Download or read book Research in Education written by and published by . This book was released on 1974 with total page 1262 pages. Available in PDF, EPUB and Kindle. Book excerpt:
Author :National Education Association of the United States. Educational Research Service Publisher : ISBN 13 : Total Pages :726 pages Book Rating :4.E/5 ( download)
Book Synopsis ERS Circular by : National Education Association of the United States. Educational Research Service
Download or read book ERS Circular written by National Education Association of the United States. Educational Research Service and published by . This book was released on 1971 with total page 726 pages. Available in PDF, EPUB and Kindle. Book excerpt:
Author :National Academies of Sciences, Engineering, and Medicine Publisher :National Academies Press ISBN 13 :0309452961 Total Pages :583 pages Book Rating :4.3/5 (94 download)
Book Synopsis Communities in Action by : National Academies of Sciences, Engineering, and Medicine
Download or read book Communities in Action written by National Academies of Sciences, Engineering, and Medicine and published by National Academies Press. This book was released on 2017-04-27 with total page 583 pages. Available in PDF, EPUB and Kindle. Book excerpt: In the United States, some populations suffer from far greater disparities in health than others. Those disparities are caused not only by fundamental differences in health status across segments of the population, but also because of inequities in factors that impact health status, so-called determinants of health. Only part of an individual's health status depends on his or her behavior and choice; community-wide problems like poverty, unemployment, poor education, inadequate housing, poor public transportation, interpersonal violence, and decaying neighborhoods also contribute to health inequities, as well as the historic and ongoing interplay of structures, policies, and norms that shape lives. When these factors are not optimal in a community, it does not mean they are intractable: such inequities can be mitigated by social policies that can shape health in powerful ways.

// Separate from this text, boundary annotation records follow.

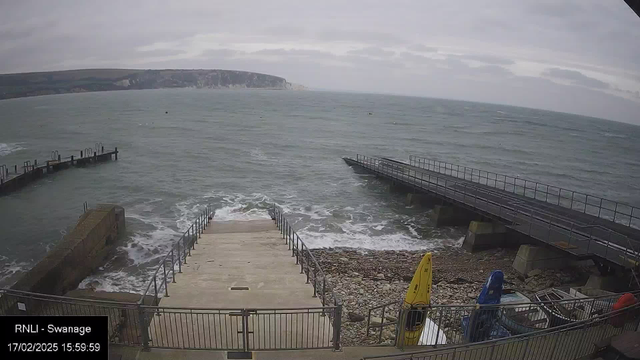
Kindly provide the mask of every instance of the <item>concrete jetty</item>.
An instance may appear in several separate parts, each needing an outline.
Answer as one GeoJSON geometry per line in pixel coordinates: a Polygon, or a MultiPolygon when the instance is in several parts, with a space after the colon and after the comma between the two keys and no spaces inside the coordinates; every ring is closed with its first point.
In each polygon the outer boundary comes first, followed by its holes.
{"type": "Polygon", "coordinates": [[[272,220],[212,222],[168,290],[150,321],[152,347],[332,346],[331,310],[313,296],[272,220]]]}

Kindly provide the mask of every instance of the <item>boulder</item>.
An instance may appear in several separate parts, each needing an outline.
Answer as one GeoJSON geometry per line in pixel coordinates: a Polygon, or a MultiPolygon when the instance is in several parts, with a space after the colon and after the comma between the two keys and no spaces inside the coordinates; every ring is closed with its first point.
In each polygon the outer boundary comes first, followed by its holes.
{"type": "Polygon", "coordinates": [[[355,313],[355,312],[349,312],[347,314],[347,317],[349,318],[349,321],[351,322],[361,322],[364,321],[365,317],[364,315],[355,313]]]}

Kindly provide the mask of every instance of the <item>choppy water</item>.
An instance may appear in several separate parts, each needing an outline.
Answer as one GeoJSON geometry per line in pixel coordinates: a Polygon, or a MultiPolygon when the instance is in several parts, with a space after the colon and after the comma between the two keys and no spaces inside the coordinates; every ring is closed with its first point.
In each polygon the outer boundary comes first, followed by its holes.
{"type": "Polygon", "coordinates": [[[0,101],[0,165],[96,142],[121,150],[117,162],[0,198],[0,285],[44,256],[84,201],[126,209],[127,239],[89,279],[105,289],[139,290],[207,203],[231,220],[267,218],[276,202],[314,247],[460,240],[461,230],[433,228],[428,212],[355,174],[341,157],[356,153],[424,155],[640,205],[639,138],[640,127],[576,115],[386,95],[145,90],[0,101]]]}

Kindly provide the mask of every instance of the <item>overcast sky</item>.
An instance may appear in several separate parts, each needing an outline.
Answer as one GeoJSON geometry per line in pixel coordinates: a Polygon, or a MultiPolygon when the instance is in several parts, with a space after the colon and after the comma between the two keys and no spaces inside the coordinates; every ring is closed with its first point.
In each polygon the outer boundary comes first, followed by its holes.
{"type": "Polygon", "coordinates": [[[235,69],[640,124],[638,34],[623,0],[0,0],[0,73],[235,69]]]}

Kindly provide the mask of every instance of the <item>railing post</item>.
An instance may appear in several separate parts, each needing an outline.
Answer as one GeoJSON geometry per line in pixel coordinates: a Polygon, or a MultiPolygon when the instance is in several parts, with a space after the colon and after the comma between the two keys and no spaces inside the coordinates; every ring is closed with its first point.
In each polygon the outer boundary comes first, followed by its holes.
{"type": "MultiPolygon", "coordinates": [[[[326,299],[326,294],[327,292],[327,276],[326,275],[322,275],[322,306],[326,306],[327,304],[327,299],[326,299]]],[[[324,314],[324,311],[323,311],[324,314]]]]}
{"type": "Polygon", "coordinates": [[[158,301],[158,281],[156,281],[156,275],[153,275],[153,296],[154,296],[154,300],[155,300],[155,306],[158,306],[158,304],[160,304],[160,301],[158,301]]]}
{"type": "Polygon", "coordinates": [[[340,351],[340,333],[342,331],[342,303],[335,308],[333,317],[333,350],[340,351]]]}
{"type": "Polygon", "coordinates": [[[313,297],[318,297],[318,272],[316,267],[313,267],[313,297]]]}
{"type": "MultiPolygon", "coordinates": [[[[142,298],[144,304],[144,298],[142,298]]],[[[138,323],[140,326],[140,332],[142,335],[142,349],[149,351],[149,328],[147,327],[147,321],[144,316],[144,308],[138,304],[138,323]]]]}
{"type": "MultiPolygon", "coordinates": [[[[180,240],[184,239],[184,235],[180,238],[180,240]]],[[[178,240],[178,273],[182,274],[182,257],[180,253],[180,240],[178,240]]]]}
{"type": "Polygon", "coordinates": [[[162,260],[162,280],[164,281],[164,296],[169,296],[169,287],[167,286],[167,261],[162,260]]]}
{"type": "Polygon", "coordinates": [[[173,249],[171,249],[171,273],[173,274],[173,280],[171,282],[175,283],[176,282],[176,263],[173,258],[173,249]]]}

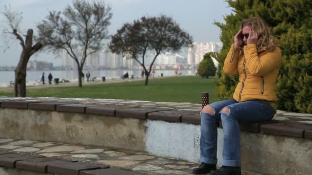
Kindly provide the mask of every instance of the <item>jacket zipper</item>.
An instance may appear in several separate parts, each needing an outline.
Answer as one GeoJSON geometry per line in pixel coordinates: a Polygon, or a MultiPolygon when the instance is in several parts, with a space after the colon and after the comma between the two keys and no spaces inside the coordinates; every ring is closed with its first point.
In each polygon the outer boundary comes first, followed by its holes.
{"type": "Polygon", "coordinates": [[[264,93],[264,78],[261,77],[261,94],[264,93]]]}
{"type": "Polygon", "coordinates": [[[243,89],[244,89],[244,84],[245,83],[245,80],[247,78],[247,74],[246,73],[246,70],[245,70],[245,65],[246,65],[246,58],[245,58],[245,56],[244,56],[244,63],[243,64],[243,71],[244,72],[244,74],[245,74],[245,78],[243,80],[243,82],[242,82],[242,89],[241,89],[241,92],[240,92],[240,96],[239,98],[239,102],[241,102],[241,98],[242,98],[242,93],[243,92],[243,89]]]}
{"type": "Polygon", "coordinates": [[[230,62],[232,63],[233,62],[233,58],[234,58],[234,54],[235,52],[237,50],[237,48],[234,49],[234,45],[233,45],[233,53],[232,53],[232,56],[231,56],[231,60],[230,60],[230,62]]]}

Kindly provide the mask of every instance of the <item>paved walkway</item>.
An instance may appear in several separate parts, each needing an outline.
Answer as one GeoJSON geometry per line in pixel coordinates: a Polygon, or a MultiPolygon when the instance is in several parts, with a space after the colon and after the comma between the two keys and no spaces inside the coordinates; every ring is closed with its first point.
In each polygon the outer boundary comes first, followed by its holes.
{"type": "MultiPolygon", "coordinates": [[[[0,150],[104,164],[145,174],[192,174],[199,164],[139,151],[10,139],[0,139],[0,150]]],[[[261,175],[247,171],[242,174],[261,175]]]]}
{"type": "MultiPolygon", "coordinates": [[[[155,77],[155,78],[162,78],[164,77],[155,77]]],[[[128,82],[128,81],[142,81],[145,80],[145,78],[135,78],[134,79],[126,78],[124,79],[121,78],[115,78],[115,79],[107,79],[105,81],[89,81],[87,82],[86,81],[82,82],[83,86],[87,84],[104,84],[104,83],[112,83],[116,82],[128,82]]],[[[41,88],[47,88],[52,87],[63,87],[63,86],[70,86],[78,85],[78,82],[62,82],[58,84],[52,83],[49,84],[46,83],[44,85],[42,84],[42,83],[38,83],[37,84],[26,84],[27,89],[41,89],[41,88]]],[[[9,87],[0,87],[0,90],[10,90],[14,88],[14,85],[9,87]]]]}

Communities in Action: Pathways to Health Equity seeks to delineate the causes of and the solutions to health inequities in the United States. This report focuses on what communities can do to promote health equity, what actions are needed by the many and varied stakeholders that are part of communities or support them, as well as the root causes and structural barriers that need to be overcome.

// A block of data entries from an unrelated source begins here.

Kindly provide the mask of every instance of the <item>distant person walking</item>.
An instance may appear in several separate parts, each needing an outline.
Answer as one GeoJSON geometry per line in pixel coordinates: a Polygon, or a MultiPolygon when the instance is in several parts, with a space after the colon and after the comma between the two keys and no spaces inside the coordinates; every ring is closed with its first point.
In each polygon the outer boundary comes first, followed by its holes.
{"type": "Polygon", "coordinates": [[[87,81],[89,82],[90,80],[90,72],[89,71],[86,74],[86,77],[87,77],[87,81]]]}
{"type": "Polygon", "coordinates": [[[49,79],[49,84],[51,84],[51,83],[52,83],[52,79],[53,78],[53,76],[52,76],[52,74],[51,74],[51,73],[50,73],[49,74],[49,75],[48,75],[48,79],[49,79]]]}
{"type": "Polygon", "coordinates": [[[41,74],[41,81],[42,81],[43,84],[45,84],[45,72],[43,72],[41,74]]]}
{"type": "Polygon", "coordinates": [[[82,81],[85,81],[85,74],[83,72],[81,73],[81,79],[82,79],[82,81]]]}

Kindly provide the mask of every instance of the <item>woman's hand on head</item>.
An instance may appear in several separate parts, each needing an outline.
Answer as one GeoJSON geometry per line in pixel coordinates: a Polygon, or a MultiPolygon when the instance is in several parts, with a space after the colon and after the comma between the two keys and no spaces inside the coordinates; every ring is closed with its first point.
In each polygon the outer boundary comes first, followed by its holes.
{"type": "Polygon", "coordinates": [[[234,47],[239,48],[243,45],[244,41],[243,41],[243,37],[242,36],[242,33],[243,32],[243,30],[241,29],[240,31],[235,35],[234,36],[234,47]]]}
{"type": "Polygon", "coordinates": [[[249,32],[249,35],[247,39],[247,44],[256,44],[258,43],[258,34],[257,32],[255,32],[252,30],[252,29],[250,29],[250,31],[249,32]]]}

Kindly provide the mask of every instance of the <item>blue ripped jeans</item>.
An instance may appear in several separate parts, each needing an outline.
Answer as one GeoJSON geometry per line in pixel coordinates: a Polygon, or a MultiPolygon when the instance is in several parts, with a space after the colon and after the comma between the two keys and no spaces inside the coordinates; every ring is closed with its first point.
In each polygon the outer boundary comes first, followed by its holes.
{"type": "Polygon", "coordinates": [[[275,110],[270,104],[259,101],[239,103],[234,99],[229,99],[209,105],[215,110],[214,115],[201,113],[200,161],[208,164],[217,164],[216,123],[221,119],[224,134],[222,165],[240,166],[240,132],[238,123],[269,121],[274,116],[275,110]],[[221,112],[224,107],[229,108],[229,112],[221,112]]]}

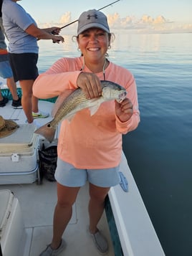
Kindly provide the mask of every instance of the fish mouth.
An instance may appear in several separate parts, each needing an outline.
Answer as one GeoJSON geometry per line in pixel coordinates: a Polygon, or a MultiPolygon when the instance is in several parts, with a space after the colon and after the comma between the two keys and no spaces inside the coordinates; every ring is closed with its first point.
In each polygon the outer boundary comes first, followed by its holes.
{"type": "Polygon", "coordinates": [[[120,93],[118,98],[116,100],[117,103],[120,103],[126,98],[127,94],[128,93],[126,91],[120,93]]]}

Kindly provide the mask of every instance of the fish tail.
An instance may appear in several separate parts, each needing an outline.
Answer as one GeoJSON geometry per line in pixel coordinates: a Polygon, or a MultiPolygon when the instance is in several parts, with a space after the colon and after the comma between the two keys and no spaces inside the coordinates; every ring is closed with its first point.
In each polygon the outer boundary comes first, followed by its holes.
{"type": "Polygon", "coordinates": [[[37,129],[34,133],[42,135],[47,138],[47,141],[52,143],[54,138],[55,131],[56,128],[52,126],[51,123],[49,122],[37,129]]]}

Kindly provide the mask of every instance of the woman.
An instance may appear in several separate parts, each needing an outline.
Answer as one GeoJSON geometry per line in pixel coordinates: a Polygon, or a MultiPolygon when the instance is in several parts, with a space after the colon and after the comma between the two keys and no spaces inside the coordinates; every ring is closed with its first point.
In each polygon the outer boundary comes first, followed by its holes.
{"type": "Polygon", "coordinates": [[[51,27],[41,29],[35,21],[16,2],[19,0],[4,0],[2,4],[3,25],[9,39],[9,57],[15,82],[19,81],[22,90],[21,104],[28,123],[34,118],[47,118],[38,109],[38,98],[32,95],[32,86],[38,76],[37,67],[38,39],[64,42],[58,34],[60,29],[51,27]]]}
{"type": "Polygon", "coordinates": [[[62,58],[34,82],[37,97],[48,98],[66,89],[82,88],[87,98],[100,95],[100,80],[115,82],[128,91],[121,103],[102,103],[90,116],[87,109],[76,113],[69,123],[64,120],[58,141],[55,172],[57,204],[54,210],[52,243],[41,256],[57,255],[65,247],[62,234],[71,218],[72,204],[87,180],[90,183],[89,231],[102,254],[107,242],[97,228],[104,211],[105,199],[119,180],[122,134],[135,129],[140,121],[136,85],[127,70],[107,60],[111,34],[107,17],[96,10],[83,12],[78,20],[77,42],[80,57],[62,58]]]}

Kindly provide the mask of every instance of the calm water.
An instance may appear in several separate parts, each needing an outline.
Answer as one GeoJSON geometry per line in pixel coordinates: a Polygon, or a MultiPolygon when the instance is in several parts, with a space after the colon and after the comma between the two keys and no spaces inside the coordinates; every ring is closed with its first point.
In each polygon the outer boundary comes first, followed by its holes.
{"type": "MultiPolygon", "coordinates": [[[[109,60],[134,74],[141,117],[125,153],[165,255],[191,256],[192,34],[115,36],[109,60]]],[[[39,72],[80,54],[64,38],[39,42],[39,72]]]]}

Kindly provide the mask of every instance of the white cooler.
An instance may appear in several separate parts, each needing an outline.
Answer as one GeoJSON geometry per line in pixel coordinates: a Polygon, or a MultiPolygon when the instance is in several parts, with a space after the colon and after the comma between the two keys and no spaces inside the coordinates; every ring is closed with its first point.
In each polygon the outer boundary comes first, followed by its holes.
{"type": "Polygon", "coordinates": [[[29,184],[38,177],[39,136],[33,125],[20,125],[0,138],[0,184],[29,184]]]}
{"type": "Polygon", "coordinates": [[[19,201],[10,190],[0,190],[0,243],[3,256],[21,256],[27,236],[19,201]]]}

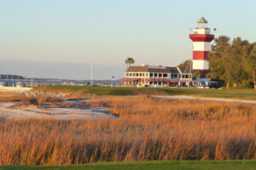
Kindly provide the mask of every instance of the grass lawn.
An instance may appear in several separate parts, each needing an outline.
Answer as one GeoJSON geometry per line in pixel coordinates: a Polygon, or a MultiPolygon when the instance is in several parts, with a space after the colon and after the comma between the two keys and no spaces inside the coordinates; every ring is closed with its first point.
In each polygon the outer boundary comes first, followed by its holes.
{"type": "Polygon", "coordinates": [[[0,166],[6,170],[253,170],[256,169],[256,161],[183,161],[183,162],[106,162],[84,165],[64,166],[0,166]]]}
{"type": "Polygon", "coordinates": [[[256,99],[254,89],[200,89],[174,88],[109,88],[109,87],[76,87],[54,86],[38,87],[36,90],[81,91],[96,95],[193,95],[198,97],[230,98],[256,99]]]}

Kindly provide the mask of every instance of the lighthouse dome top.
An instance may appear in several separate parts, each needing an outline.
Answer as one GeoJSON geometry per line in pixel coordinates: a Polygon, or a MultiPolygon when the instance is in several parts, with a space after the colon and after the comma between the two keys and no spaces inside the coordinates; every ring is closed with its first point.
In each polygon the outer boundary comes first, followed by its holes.
{"type": "Polygon", "coordinates": [[[197,23],[199,28],[206,28],[208,22],[204,17],[201,17],[197,23]]]}
{"type": "Polygon", "coordinates": [[[200,23],[203,23],[203,24],[207,24],[207,20],[204,18],[204,17],[201,17],[198,21],[197,21],[198,24],[200,23]]]}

Download or read book Resources in Education written by and published by . This book was released on 1992 with total page 816 pages. Available in PDF, EPUB and Kindle. Book excerpt:
Book Synopsis Strategies of Segregation by : David G. García
Download or read book Strategies of Segregation written by David G. García and published by Univ of California Press. This book was released on 2018-01-05 with total page 296 pages. Available in PDF, EPUB and Kindle. Book excerpt: Strategies of Segregation unearths the ideological and structural architecture of enduring racial inequality within and beyond schools in Oxnard, California. In this meticulously researched narrative spanning 1903 to 1974, David G. García excavates an extensive array of archival sources to expose a separate and unequal school system and its purposeful links with racially restrictive housing covenants. He recovers powerful oral accounts of Mexican Americans and African Americans who endured disparate treatment and protested discrimination. His analysis is skillfully woven into a compelling narrative that culminates in an examination of one of the nation’s first desegregation cases filed jointly by Mexican American and Black plaintiffs. This transdisciplinary history advances our understanding of racism and community resistance across time and place.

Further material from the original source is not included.